Unemployment was acknowledged as a long-term problem by minister of labour Yuan Chongwu in July 1992, when he told a conference that the "oversupply of labour power" would remain an acute problem "in the coming period".
According to the labour minister, there were 36 million people in the cities looking for work, plus another 10 million "surplus labour" in enterprises and 100 million "surplus" workers in the countryside.
October Review identified several of the Deng Xiaoping reform policies that have exacerbated unemployment. These included a new labour contract system that tended to eliminate from the work force "weaker" categories of workers, such as the sick, the aged and females.

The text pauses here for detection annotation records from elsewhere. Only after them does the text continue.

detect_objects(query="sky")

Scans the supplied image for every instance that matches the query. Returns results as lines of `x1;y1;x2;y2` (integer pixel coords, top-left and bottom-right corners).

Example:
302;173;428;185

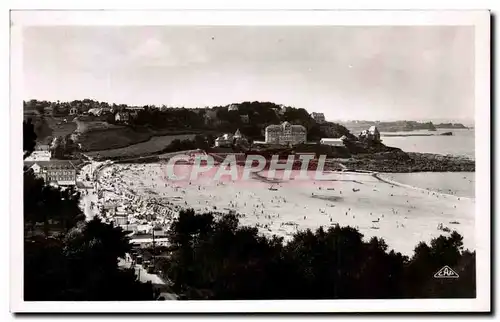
23;26;474;120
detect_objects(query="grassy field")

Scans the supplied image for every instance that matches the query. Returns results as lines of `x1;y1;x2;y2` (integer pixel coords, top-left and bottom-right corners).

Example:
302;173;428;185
86;134;194;158
24;111;77;144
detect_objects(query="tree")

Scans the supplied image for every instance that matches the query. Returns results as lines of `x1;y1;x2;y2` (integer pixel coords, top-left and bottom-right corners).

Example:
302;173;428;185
23;118;36;159
24;219;154;301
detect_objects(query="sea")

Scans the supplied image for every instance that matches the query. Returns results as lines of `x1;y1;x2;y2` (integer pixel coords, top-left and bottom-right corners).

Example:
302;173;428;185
381;129;476;198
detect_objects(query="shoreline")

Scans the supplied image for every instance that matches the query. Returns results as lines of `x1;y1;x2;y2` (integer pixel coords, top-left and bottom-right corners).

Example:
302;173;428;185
91;163;475;255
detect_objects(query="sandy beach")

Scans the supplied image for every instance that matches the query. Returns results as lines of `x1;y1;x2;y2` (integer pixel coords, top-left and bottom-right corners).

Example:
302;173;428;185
94;158;475;255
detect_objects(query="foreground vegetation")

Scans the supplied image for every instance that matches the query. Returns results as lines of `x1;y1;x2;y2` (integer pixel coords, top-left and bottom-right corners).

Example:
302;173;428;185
152;210;475;300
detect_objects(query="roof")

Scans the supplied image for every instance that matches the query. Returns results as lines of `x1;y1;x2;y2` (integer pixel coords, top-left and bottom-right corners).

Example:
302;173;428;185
24;160;76;170
321;138;342;142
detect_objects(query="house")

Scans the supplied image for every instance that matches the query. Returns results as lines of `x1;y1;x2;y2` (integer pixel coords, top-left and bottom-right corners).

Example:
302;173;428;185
368;125;380;141
265;122;307;145
35;143;50;151
101;107;113;115
88;108;102;116
319;138;344;146
24;151;51;161
115;112;130;123
125;106;144;118
204;110;218;125
24;160;76;186
215;133;234;148
69;106;78;115
240;114;250;124
113;212;128;226
311;112;326;124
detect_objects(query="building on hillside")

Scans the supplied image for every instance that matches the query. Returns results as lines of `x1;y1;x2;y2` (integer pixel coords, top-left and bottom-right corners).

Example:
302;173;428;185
319;138;345;146
319;122;338;137
115;112;130;123
69;106;78;115
113;212;128;227
311;112;326;124
35;143;50;151
215;133;234;148
204;110;219;126
359;125;381;142
24;160;76;186
24;151;51;161
88;108;102;116
240;114;250;124
125;106;144;118
265;122;307;145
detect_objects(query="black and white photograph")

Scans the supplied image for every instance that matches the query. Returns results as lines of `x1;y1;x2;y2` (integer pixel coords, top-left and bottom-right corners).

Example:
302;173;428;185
10;10;491;312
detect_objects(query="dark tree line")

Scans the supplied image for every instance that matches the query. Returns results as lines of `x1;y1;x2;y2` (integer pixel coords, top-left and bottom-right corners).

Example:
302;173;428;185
23;170;154;301
23;122;155;301
162;210;475;300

Another widespread policy was forced "internal retirement". Newspapers such as the Beijing Workers Daily have reported cases in which all workers over a certain age, in one case 35 and another 47, were forced to retire. Workers forced to accept "internal retirement" have to live on a pension from their enterprise many times less than the full wage. These ":internal pensions" are even less than the normal government pension for those retiring at the normal retirement age.
The more rigorous implementation in recent months of a new Bankruptcy Law has resulted in many enterprises closing down and workers being dismissed. The example is given of the largest state-run textile factory in south-west China: the Chongqing Textile General factory was declared bankrupt by the court, and around 3,,000 workers lost their jobs and income. The factory still owed about 3 million yuan of workers' wages and superannuation money.
Another cause of sackings is the shift of ownership of some enterprises to private capitalists through a share market. As Hong Kong capitalists buy into formerly state-owned companies on the mainland, there are frequently moves to sack large numbers of the workers.
A Hong Kong TV program in November, for example, profiled the
case of the Number Two Dyeing Factory in Shanghai, which, after selling 51% of its shares to a new Hong Kong shareholder, lost 1200 of its 2000 employees. Many of these were "internally retired" on pensions one-third of their previous wages.
Working hours were also increased from 8 to 10 hours a day, compulsory overtime increased, free meals and other amenities abolished and the in-house factory health service greatly reduced.
October Review pointed to a number of letters to the editor and commentaries in the Workers Daily which voiced concerns at these developments or indirectly indicated rising levels of discontent by referring to workers "lacking the correct understanding of the reforms and cannot adapt to the changes" and who were exhibiting attitudes of scepticism and fear.